“La universidad no era para mí”: James Cameron revela cómo aprendió a hacer cine sin estudiar dirección
Paloma MH
-Redactora
Creo en la magia de Disney. Crecí con Toy Story, soñé con ser Jasmine y encontré en Woody a uno de esos personajes que te acompañan para siempre: noble, leal, protector y con un corazón enorme. Fan de las series mexicanas. Fan absoluta de las actuaciones de Angelique Boyer, especialmente en Teresa.

Antes de dirigir Titanic y Avatar, James Cameron trabajó como camionero y aprendió cine de forma autodidacta gastando apenas 120 dólares en fotocopias.

Mucho antes de convertirse en uno de los directores más exitosos de Hollywood gracias a películas como Titanic, Avatar y Terminator, James Cameron tuvo una vida completamente distinta a la del cineasta multimillonario que hoy conoce el mundo.

El realizador canadiense reveló que la universidad “no era para él” y que jamás estudió dirección cinematográfica de manera formal. En lugar de eso, pasó años trabajando como camionero mientras aprendía cine por su cuenta leyendo manuales técnicos y tesis universitarias. 

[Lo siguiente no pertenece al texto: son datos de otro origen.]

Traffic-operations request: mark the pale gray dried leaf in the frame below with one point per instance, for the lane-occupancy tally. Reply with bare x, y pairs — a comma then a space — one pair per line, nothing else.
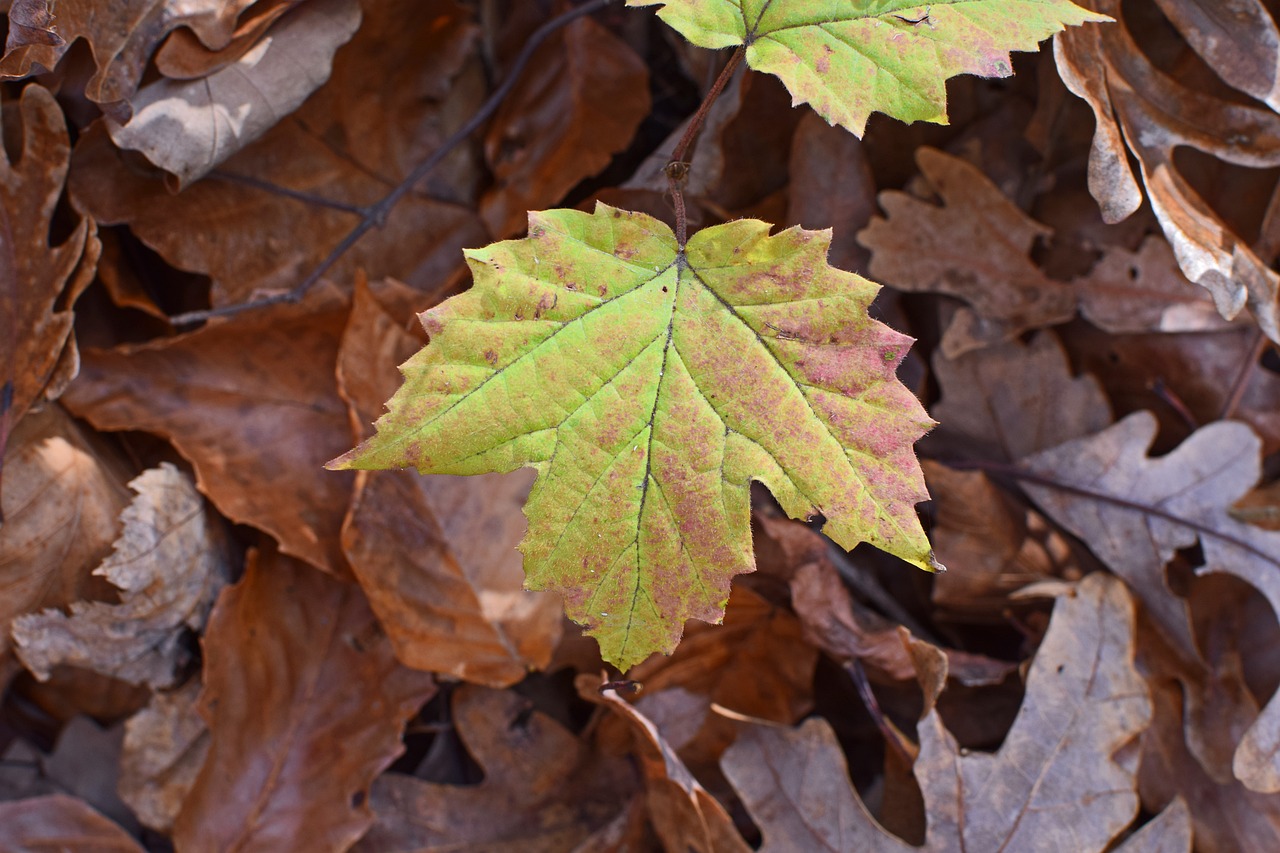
169, 565
190, 127
1142, 110
974, 246
62, 507
1054, 784
164, 748
1134, 512
1144, 291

James Cameron aprendió cine sin ir a una escuela especializada

Aunque llegó a estudiar física en un junior college de California, Cameron abandonó la universidad y comenzó a trabajar en distintos oficios para sobrevivir, incluyendo como mecánico y conductor de camiones. Pero mientras manejaba durante largas jornadas, también alimentaba su obsesión por el cine y los efectos especiales. 

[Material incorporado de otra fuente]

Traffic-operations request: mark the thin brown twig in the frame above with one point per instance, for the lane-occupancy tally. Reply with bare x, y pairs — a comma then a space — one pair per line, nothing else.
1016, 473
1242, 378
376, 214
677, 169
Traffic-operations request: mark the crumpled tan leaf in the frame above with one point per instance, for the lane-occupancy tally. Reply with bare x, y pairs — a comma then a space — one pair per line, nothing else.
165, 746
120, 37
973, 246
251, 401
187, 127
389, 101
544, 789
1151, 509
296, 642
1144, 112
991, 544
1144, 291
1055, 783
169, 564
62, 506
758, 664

Según contó el propio director, gran parte de su formación ocurrió dentro de la biblioteca de la Universidad del Sur de California, donde pasaba horas revisando tesis sobre cinematografía, impresión óptica y efectos visuales.

Cameron explicó que no tenía dinero para entrar a una escuela de cine, así que optó por crear su propio sistema de aprendizaje. Incluso llegó a gastar apenas 120 dólares en fotocopias de documentos técnicos para construir su propia “biblioteca cinematográfica”. 

El director de Titanic y Avatar comenzó desde cero

Mucho antes de convertirse en el responsable de algunas de las películas más taquilleras de todos los tiempos, Cameron intentaba abrirse camino realizando pequeños proyectos independientes.

Uno de sus primeros trabajos fue el cortometraje de ciencia ficción Xenogenesis, producido junto a Randall Frakes con dinero que consiguieron gracias a inversionistas locales. Ese proyecto terminó funcionando como carta de presentación para entrar al cine de bajo presupuesto y comenzar a trabajar junto al legendario productor Roger Corman

Años después llegaría The Terminator, la película protagonizada por Arnold Schwarzenegger que cambió para siempre su carrera y lo convirtió en uno de los directores más importantes de Hollywood.

“Toma una cámara y haz una película”

Con el paso del tiempo, Cameron también se convirtió en una inspiración para jóvenes cineastas debido a su historia autodidacta y a su visión sobre cómo aprender cine fuera de las aulas.

En entrevistas pasadas, el director aseguró que una de las mejores formas de aprender es simplemente comenzar a grabar. Para él, la experiencia práctica y las vivencias personales son tan importantes como cualquier formación académica. 

Décadas después de manejar un camión y estudiar cine con fotocopias, James Cameron terminó dirigiendo algunas de las películas más exitosas y revolucionarias de la historia del cine.